In 1933 Crawford founded Pinebrook Bible Conference for young people and brought to it the nation's leading fundamentalist Bible teachers and musicians. A few years later he added Shadowbrook camp for boys and Mountainbrook camp for girls. Crawford directed Pinebrook for nearly 28 years.

In 1936, he founded The King's College, a Christian liberal arts college. The institution began in Belmar, New Jersey, relocated to New Castle, Delaware in 1941, and then to Briarcliff Manor, New York in 1955. Crawford served as president for 23 years. Although he was very much the dominant personality, he was frequently absent conducting his other ministries, and his "autocratic style" limited the long-term effectiveness of the college.

Crawford and his wife often traveled 40 to 50,000 miles a year with a quartet, and later their five children, conducting meetings and rallies mainly in the northeast but also on cross-country tours to the west coast. In 1953–54, the evangelistic team made an 18-week world tour that included three weeks in Korea preaching to American servicemen. The Crawfords typically used upbeat, easy-to-learn choruses in their services, and the Young People's Church of the Air eventually published thirteen books of gospel songs.
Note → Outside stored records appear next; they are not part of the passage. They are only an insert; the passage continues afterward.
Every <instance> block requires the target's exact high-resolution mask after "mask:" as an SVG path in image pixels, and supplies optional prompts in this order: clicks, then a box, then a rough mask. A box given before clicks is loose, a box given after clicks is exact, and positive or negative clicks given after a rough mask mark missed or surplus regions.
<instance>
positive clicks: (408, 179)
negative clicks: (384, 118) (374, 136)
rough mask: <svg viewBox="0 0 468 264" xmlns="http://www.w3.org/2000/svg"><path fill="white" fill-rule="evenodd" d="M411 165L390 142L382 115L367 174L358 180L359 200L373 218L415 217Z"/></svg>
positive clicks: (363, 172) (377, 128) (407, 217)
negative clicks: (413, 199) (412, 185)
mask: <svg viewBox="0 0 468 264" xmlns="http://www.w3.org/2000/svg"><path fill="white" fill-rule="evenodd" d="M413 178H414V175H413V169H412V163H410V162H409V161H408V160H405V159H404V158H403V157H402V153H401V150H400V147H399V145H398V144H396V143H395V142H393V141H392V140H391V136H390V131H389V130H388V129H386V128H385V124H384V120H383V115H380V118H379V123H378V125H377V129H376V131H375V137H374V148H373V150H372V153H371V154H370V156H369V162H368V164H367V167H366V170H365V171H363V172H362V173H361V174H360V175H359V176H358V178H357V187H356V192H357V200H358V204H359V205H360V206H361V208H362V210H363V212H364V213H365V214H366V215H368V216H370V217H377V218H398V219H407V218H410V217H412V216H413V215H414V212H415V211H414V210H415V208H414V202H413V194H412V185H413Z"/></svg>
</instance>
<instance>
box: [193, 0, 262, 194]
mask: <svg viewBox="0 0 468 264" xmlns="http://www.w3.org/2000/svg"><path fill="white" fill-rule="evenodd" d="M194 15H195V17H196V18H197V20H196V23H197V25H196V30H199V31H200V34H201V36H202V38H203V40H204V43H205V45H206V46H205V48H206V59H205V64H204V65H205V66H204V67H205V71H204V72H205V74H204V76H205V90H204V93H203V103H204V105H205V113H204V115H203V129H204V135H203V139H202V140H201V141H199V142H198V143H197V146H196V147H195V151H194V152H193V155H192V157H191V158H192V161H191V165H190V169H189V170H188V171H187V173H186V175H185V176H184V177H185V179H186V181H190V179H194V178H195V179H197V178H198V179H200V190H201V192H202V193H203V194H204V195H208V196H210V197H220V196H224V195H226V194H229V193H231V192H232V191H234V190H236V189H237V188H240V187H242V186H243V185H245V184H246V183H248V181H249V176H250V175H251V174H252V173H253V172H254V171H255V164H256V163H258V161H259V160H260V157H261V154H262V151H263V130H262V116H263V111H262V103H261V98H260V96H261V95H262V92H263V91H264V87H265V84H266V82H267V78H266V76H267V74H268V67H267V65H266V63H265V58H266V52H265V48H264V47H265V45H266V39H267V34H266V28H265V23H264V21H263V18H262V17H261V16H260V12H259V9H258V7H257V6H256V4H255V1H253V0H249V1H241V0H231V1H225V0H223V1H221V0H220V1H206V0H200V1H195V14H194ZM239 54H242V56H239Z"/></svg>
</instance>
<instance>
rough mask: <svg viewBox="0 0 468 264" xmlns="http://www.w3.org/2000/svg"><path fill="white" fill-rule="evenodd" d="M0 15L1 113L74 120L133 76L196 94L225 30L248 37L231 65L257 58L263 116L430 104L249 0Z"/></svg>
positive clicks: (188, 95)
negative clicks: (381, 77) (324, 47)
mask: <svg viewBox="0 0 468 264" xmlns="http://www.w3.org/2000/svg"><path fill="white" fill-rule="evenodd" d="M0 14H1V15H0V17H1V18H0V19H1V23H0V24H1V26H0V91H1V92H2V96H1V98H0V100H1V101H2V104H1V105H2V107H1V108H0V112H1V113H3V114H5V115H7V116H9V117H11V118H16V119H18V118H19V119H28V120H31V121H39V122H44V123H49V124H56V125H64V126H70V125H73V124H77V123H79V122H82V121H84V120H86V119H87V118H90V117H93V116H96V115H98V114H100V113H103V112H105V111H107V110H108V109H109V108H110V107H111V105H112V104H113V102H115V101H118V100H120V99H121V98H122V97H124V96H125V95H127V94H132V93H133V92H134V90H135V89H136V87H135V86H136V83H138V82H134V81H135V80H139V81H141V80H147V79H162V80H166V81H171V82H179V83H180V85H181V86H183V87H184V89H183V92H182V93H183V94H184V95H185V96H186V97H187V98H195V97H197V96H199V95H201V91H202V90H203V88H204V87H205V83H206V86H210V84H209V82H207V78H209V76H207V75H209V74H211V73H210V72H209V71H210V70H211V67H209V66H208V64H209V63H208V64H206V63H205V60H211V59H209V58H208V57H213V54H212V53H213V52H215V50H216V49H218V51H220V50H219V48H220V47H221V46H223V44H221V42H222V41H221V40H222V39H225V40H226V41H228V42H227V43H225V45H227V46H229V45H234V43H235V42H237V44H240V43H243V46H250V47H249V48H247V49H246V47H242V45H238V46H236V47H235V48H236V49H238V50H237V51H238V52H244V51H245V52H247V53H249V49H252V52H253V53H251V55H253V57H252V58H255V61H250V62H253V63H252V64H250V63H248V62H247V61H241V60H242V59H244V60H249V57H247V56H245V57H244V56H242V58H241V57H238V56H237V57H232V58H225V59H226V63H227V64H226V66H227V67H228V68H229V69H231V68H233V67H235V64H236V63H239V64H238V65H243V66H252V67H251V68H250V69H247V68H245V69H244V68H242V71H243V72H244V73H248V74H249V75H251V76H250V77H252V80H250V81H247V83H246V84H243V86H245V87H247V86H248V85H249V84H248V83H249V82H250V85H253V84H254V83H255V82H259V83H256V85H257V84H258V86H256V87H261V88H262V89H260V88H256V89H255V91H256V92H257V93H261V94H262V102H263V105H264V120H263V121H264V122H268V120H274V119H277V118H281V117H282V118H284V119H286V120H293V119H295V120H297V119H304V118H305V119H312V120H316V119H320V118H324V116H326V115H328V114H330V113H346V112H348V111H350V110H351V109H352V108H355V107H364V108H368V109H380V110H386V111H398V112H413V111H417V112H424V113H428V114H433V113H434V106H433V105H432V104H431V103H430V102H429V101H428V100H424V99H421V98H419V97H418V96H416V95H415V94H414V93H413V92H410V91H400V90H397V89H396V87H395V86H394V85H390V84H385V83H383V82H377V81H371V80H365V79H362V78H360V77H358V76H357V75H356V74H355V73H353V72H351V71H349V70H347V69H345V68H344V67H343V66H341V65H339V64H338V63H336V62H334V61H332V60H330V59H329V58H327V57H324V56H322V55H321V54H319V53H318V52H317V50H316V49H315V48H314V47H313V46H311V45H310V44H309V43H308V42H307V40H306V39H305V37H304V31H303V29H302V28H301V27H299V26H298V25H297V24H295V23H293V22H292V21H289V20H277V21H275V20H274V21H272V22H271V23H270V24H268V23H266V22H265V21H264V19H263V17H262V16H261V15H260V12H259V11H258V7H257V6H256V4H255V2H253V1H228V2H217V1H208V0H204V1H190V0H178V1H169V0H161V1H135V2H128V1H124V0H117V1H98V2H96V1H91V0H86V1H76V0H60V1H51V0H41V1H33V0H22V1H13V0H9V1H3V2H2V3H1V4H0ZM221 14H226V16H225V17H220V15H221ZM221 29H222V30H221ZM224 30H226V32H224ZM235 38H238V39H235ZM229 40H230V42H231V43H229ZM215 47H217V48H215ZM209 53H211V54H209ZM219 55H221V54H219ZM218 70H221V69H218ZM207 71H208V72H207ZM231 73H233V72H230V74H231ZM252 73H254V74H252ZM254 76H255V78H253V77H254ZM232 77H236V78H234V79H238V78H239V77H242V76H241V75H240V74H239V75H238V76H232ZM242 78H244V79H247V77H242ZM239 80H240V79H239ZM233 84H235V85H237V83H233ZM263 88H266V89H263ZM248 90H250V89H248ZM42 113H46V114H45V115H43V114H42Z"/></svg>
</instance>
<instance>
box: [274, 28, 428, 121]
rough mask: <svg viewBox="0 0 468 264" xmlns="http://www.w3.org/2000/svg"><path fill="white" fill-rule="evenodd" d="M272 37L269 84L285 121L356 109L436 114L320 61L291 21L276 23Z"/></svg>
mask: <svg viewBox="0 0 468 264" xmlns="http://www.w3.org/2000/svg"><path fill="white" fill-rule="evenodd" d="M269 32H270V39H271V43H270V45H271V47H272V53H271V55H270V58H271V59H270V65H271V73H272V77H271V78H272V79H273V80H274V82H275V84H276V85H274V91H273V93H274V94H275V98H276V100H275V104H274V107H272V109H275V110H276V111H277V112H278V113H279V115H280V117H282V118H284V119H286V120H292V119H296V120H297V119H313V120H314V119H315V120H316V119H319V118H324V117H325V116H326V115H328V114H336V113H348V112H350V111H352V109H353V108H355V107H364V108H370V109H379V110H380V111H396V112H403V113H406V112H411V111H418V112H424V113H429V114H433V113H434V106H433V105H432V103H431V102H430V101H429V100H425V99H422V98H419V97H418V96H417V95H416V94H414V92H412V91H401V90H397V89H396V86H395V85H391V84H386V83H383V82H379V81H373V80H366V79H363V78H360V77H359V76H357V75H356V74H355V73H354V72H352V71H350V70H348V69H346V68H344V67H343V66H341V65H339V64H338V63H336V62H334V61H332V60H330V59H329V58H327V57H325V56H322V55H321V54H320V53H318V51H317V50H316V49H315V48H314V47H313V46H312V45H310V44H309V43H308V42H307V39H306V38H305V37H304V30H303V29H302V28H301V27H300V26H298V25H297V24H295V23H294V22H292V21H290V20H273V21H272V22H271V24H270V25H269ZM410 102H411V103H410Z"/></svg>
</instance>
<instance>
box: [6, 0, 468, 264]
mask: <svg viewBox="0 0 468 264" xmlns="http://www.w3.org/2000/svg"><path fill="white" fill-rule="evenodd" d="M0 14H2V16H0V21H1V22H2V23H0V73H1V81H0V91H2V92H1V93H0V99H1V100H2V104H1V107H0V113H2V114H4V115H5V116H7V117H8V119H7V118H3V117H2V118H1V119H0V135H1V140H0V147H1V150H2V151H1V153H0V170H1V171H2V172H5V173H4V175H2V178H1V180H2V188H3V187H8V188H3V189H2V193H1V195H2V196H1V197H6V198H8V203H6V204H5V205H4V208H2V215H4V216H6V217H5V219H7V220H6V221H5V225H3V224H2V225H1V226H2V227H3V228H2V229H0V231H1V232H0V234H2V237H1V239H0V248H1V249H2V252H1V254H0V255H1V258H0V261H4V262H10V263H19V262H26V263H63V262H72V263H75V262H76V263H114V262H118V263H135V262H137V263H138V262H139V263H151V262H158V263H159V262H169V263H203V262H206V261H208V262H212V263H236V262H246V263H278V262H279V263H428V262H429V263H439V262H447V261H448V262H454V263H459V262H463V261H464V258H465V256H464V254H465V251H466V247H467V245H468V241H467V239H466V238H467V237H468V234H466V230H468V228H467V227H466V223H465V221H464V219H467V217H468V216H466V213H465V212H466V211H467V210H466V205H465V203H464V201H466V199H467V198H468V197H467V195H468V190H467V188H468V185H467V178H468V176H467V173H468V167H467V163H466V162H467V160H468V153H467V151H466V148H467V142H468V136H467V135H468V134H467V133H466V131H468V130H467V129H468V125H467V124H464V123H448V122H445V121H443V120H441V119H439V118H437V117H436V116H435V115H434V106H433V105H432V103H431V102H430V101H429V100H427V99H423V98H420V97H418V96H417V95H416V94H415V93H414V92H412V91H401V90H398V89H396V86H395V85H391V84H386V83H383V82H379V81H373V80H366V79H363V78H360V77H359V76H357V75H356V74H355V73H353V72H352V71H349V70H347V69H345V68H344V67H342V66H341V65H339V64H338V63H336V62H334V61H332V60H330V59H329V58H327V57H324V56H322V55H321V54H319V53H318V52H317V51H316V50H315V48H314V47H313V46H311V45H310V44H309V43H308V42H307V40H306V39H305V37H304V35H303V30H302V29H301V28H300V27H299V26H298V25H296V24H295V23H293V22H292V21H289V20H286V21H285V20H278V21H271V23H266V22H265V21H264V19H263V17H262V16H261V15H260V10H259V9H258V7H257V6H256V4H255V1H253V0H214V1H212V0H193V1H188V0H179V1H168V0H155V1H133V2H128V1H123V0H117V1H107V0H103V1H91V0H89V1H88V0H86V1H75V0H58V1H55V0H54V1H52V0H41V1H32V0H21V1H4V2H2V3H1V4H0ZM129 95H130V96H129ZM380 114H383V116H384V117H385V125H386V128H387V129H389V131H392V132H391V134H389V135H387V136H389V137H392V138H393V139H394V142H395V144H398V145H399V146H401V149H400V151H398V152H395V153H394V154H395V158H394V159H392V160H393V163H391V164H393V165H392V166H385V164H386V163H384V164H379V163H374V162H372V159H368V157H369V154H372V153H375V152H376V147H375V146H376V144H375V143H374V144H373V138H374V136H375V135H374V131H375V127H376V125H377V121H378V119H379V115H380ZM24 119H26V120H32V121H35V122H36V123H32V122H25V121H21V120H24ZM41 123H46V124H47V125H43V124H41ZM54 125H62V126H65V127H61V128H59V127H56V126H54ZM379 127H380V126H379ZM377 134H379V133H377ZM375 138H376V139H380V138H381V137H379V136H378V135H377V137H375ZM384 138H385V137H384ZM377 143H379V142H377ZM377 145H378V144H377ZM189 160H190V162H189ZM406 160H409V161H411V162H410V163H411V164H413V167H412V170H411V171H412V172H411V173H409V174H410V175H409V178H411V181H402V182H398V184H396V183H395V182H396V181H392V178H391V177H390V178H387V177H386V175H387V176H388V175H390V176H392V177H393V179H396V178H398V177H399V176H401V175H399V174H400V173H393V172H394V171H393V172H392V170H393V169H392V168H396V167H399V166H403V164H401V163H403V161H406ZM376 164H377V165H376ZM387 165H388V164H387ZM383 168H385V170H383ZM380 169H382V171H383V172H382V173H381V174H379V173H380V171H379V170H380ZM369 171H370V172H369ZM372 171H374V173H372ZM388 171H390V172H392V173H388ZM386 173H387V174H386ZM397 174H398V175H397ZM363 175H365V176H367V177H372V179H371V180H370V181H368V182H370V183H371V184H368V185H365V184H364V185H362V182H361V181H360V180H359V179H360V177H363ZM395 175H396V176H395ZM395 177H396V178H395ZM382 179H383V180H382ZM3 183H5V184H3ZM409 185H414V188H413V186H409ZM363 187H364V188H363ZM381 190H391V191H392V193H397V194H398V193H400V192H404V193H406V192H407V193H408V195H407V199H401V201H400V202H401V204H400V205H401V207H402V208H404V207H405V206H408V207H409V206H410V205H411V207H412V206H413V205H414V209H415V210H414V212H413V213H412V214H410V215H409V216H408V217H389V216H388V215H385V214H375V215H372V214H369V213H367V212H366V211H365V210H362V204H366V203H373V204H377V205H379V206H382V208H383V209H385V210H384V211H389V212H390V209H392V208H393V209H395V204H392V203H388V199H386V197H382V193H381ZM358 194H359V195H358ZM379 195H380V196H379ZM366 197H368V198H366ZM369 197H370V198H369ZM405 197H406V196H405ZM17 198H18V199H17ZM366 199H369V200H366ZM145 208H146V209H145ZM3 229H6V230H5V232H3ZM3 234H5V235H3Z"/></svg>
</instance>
Although Crawford remained a staunch foe of religious Modernism and the social gospel, he also increased his audience appeal by avoiding controversy in his preaching and rarely making personal attacks.

In 1949, Crawford began the first coast-to-coast religious program, Youth on the March. This show aired on the ABC network, moving to the DuMont network for 1952–53. In 1956 Crawford organized a novel youth rally format in Philadelphia's Town Hall, which he called "Youtharama." The program emphasized large-scale musical productions with chorus and orchestra, humorous skits, and high-profile youth-oriented guest speakers who gave Christian testimonies before Crawford closed the meeting with an invitation and altar call. In 1958 Crawford organized a Christian Broadcasting Network (not to be confused with the Pat Robertson-owned network of the same name) that eventually included six radio stations and one television station—although with mounting debts. Crawford and the Young People's Church of the Air also began operating the Philadelphia UHF television station WPCA (today WPHL) on July 17, 1960, the world's first religious television station.

==Death==
Crawford died on October 31, 1960, of a heart attack suffered while driving to a Youth for Christ evangelistic meeting in Lancaster, Pennsylvania. Billy Graham was the main speaker at his funeral.

==Bibliography==
- Bahr, Robert. Man With a Vision: The Story of Percy Crawford. Chicago: Moody Press, n.d. [approx. 1961].
- Carpenter, Joel A. Revive Us Again: The Reawakening of American Fundamentalism. New York: Oxford University Press, 1997, ch. 9.
- Crawford, Dan D. (2010). "A Thirst for Souls: the Life of Evangelist Percy B. Crawford (1902-1960)".

- Crawford, Percy. The Art of Fishing for Men. Philadelphia: Mutual Press, 1935. Paperback edition, Chicago: Moody Press, 1950.
- _________. "A Modern Revival." Revelation (August 1932); 325,349-50.
- _________. Salvation Full and Free: A Series of Radio Messages (Preached on 250 Stations Over The Mutual Network). Philadelphia: Westbrook, 1943.
- _________. Whither Goest Thou? A Series of Radio Messages Preached on 250 Stations over the Mutual Network. East Stroudsburg, Penn.: Pinebrook Book Club, 1946.
- Larson, Mel. Youth for Christ. Grand Rapids, Mich.: Zondervan, 1947.
- Vaughn, Gerald F. "Evangelist Percy Crawford and The King’s College in Delaware, 1941–1955." Delaware History 27, nos. 1-2 (Spring 1996-Winter 1997): 19–41.